Abimanyu ikut menghela napasnya perlahan. “Lo nggak pengen pindah rumah? Bukannya dulu lo pernah dibelikan apartemen ya? Kemana sekarang? Kalau semisal lo pengen mengendalikan emosi kan bisa di sana untuk beberapa waktu, Mik.”
“Mama jahat, Nyu. Apartemen dari papa udah dijual. Padahal uangnya udah banyak, emang belum cukup ya? Yang beli untungnya om gue sendiri, adik papa. Mama nggak pernahh ngebolehin gue ke apartemen itu sampai sekarang. Tapi gue udah janji sama diri gue sendiri, setelah gue kerja dan punya uang sendiri bakal gue beli lagi apartemen itu dari om gue. Om gue juga nggak mau kalau sampai apartemen itu pindah tangan ke orang lain, Nyu. Apartemen itu milik papa sejak jaman bujang. Banyak kenanagannya,” jawab Jatmika. Ia terus menatap langit berharap ada air hujan yang membasahi bumi kali ini.
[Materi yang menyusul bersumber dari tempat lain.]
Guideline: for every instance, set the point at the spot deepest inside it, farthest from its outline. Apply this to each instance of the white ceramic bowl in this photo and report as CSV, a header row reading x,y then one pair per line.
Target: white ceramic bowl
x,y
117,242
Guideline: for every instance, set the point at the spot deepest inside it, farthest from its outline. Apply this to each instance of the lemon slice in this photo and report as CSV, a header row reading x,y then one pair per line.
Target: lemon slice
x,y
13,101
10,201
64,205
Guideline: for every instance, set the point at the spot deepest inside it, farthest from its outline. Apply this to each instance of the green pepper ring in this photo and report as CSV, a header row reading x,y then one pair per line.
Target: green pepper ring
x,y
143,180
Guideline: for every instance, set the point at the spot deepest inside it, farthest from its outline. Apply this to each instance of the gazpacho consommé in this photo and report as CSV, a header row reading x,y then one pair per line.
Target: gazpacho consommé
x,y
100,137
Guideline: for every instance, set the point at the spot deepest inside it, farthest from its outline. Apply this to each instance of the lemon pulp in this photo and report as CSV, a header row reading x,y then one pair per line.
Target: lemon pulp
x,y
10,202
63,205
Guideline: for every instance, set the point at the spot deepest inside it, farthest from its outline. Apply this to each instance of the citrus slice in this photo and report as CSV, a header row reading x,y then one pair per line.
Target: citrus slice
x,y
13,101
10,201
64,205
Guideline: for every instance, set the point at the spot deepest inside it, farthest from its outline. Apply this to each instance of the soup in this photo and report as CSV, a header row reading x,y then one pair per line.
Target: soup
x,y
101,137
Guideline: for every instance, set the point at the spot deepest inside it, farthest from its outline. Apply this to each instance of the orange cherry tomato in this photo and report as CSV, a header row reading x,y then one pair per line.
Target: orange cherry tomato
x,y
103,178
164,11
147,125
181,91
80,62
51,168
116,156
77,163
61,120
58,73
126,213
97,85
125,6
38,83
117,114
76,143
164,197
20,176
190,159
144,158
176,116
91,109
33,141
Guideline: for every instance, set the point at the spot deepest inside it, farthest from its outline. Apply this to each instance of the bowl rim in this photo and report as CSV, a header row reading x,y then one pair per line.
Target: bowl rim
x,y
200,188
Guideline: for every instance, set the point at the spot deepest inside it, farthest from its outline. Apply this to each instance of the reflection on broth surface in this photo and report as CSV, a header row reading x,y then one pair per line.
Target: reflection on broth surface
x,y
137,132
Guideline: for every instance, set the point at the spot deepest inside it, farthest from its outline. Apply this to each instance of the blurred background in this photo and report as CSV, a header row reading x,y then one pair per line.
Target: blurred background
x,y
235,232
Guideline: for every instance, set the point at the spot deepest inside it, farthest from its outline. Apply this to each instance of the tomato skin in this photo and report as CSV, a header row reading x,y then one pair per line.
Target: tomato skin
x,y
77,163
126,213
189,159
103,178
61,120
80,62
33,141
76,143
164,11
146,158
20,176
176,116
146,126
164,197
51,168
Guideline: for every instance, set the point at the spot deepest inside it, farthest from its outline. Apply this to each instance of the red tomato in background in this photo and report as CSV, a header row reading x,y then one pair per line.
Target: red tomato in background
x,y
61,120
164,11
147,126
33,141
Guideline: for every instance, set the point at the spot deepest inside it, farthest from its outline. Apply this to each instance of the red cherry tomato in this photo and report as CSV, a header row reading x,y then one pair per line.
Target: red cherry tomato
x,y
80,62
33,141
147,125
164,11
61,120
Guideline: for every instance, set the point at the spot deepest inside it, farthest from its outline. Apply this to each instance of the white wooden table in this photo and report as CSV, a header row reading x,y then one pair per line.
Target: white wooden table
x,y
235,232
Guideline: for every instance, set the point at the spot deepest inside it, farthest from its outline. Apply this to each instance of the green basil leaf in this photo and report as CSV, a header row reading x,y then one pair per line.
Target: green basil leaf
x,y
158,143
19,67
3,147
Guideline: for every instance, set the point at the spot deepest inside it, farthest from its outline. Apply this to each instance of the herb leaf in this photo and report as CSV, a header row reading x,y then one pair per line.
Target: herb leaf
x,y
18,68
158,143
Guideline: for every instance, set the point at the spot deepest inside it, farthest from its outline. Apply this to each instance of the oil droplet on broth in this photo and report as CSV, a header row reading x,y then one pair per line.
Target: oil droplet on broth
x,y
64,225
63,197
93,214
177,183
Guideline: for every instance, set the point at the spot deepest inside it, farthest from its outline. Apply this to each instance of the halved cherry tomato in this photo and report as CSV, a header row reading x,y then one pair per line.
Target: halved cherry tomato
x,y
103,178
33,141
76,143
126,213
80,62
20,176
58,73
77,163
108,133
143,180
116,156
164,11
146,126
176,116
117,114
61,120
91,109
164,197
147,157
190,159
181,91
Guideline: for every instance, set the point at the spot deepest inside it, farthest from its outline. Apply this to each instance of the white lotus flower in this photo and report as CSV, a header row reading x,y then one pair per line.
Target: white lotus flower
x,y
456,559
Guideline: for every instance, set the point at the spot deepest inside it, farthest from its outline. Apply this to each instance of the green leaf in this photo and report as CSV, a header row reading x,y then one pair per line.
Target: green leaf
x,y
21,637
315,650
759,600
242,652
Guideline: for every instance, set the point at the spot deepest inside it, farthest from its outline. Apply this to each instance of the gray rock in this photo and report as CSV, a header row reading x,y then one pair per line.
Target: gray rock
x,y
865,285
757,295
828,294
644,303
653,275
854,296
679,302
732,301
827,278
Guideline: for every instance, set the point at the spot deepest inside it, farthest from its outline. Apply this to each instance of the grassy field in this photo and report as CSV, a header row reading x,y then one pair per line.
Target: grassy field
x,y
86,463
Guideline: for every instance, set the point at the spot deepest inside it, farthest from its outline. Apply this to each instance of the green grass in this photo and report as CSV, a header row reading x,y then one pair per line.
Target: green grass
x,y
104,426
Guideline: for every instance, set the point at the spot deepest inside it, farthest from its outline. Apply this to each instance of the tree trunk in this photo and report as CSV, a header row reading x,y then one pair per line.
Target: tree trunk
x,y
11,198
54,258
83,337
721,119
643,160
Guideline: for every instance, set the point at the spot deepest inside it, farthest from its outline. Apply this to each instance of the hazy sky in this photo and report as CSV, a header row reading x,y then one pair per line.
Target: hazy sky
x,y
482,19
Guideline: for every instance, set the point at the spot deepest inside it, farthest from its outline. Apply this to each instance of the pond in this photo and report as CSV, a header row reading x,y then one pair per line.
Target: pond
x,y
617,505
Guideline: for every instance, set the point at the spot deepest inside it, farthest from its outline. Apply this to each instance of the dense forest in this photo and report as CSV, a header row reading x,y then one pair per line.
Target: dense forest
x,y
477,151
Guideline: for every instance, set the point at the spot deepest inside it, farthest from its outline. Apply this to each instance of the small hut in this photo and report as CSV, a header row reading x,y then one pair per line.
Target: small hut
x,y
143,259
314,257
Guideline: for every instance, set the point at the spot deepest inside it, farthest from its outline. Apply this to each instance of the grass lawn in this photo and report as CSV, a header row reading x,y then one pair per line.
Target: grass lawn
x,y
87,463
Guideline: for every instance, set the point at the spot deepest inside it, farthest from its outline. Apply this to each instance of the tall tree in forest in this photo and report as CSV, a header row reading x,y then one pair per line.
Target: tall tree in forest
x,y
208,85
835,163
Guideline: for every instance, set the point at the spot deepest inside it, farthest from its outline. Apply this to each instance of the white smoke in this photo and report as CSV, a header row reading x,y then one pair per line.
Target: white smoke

“Om lo baik, Mik, mau membeli dulu apa yang udah jadi hak lo. Sabar dulu. Gue yakin nanti lo bakal sukses seperti almarhum papa lo, Mik. Semangat lagi dong, jangan loyo! Lo harus lebih giat belajar biar cepet lulus.” Abimanyu tersenyum dengan mengelap air mata yang sudah menggenang di bawah matanya. Jatmika menganggukkan kepalanya sambil tersenyum kecil.
“Ya udah ke atas yuk. Daripada di sini nanti dikira kita lagi ngapain lagi. Kalau ketahuan orang lain kan nggak lucu,” ucap Abimanyu. Mereka berdua lalu beranjak pergi dari tempat tersebut. Lantai dua menjadi tempat mereka menimba ilmu hari ini. Dan akan bertemu dengan Bu Retno di hari kamis manis.
“MANYU, MIKA! TUNGGU!” teriak Gendhis tak jauh di belakang mereka. Ia melambaikan tangannya lalu berlari mengejar langkah kedua sahabat laki-lakinya tersebut. Abimanyu dan Jatmika menghentikan langkahnya lalu menunggu Gendhis yang sudah bersemangat mengejar mereka.
“Selamat pagi kalian berdua. Tumben lo udah sampai di sini, Mik. Kesambet apaan?” tanya Gendhis sambil menyibakkan rambutnya ke belakang. Udara pagi ini sudah terasa panas sekali, mungkin efek mendung. Bisa jadi aja akan segera turun hujan seperti yang diinginkan oleh Jatmika.
“Lagi pengen aja,” jawab Jatmika singkat. Wajahnya sudah kembali ke mode awal, datar tanpa senyuman. Abimanyu melirik sekilas lalu tersenyum tipis. Ia tak menyangka jika perubahan ekspresi Jatmika semudah ini bahkan hanya hitungan detik saja. Laki-laki itu tak ingin orang lain melihat keadaan dirinya yang sebenarnya.
“Mana si Kinan? Kok dia belum datang, padahal dia biasanya udah datang loh. Nggak biasanya deh kalian hari ini. Si Mika yang biasanya datang akhir jadi datang awal banget. Si Kinan yang biasanya datang awal malah jam segini belum datang. Aneh kali.” Gendhis mengerutkan dahinya perlahan lalu menatap curiga ke arah Abimanyu dan Jatmika.
“Lo kenapa dih? Mika tadi bareng sama gue, jadi gue ke rumah dia dulu ngajak berangkat pagi. Ya udah kita sampai di sini belum ada siapa-siapa. Lo jangan mikir yang enggak-enggak lah, Ndhis. Pikiran lo tuh kadang aneh,” sanggah Abimanyu dengan tersenyum. Ia juga mengedipkan matanya ke arah Gendhis.
“Dasar mata genit terus kalau lo tuh, Nyu,” kekeh Gendhis lalu menggandeng kedua laki-laki tersebut mengajak mereka untuk melanjutkan langkah yang sempat terhenti.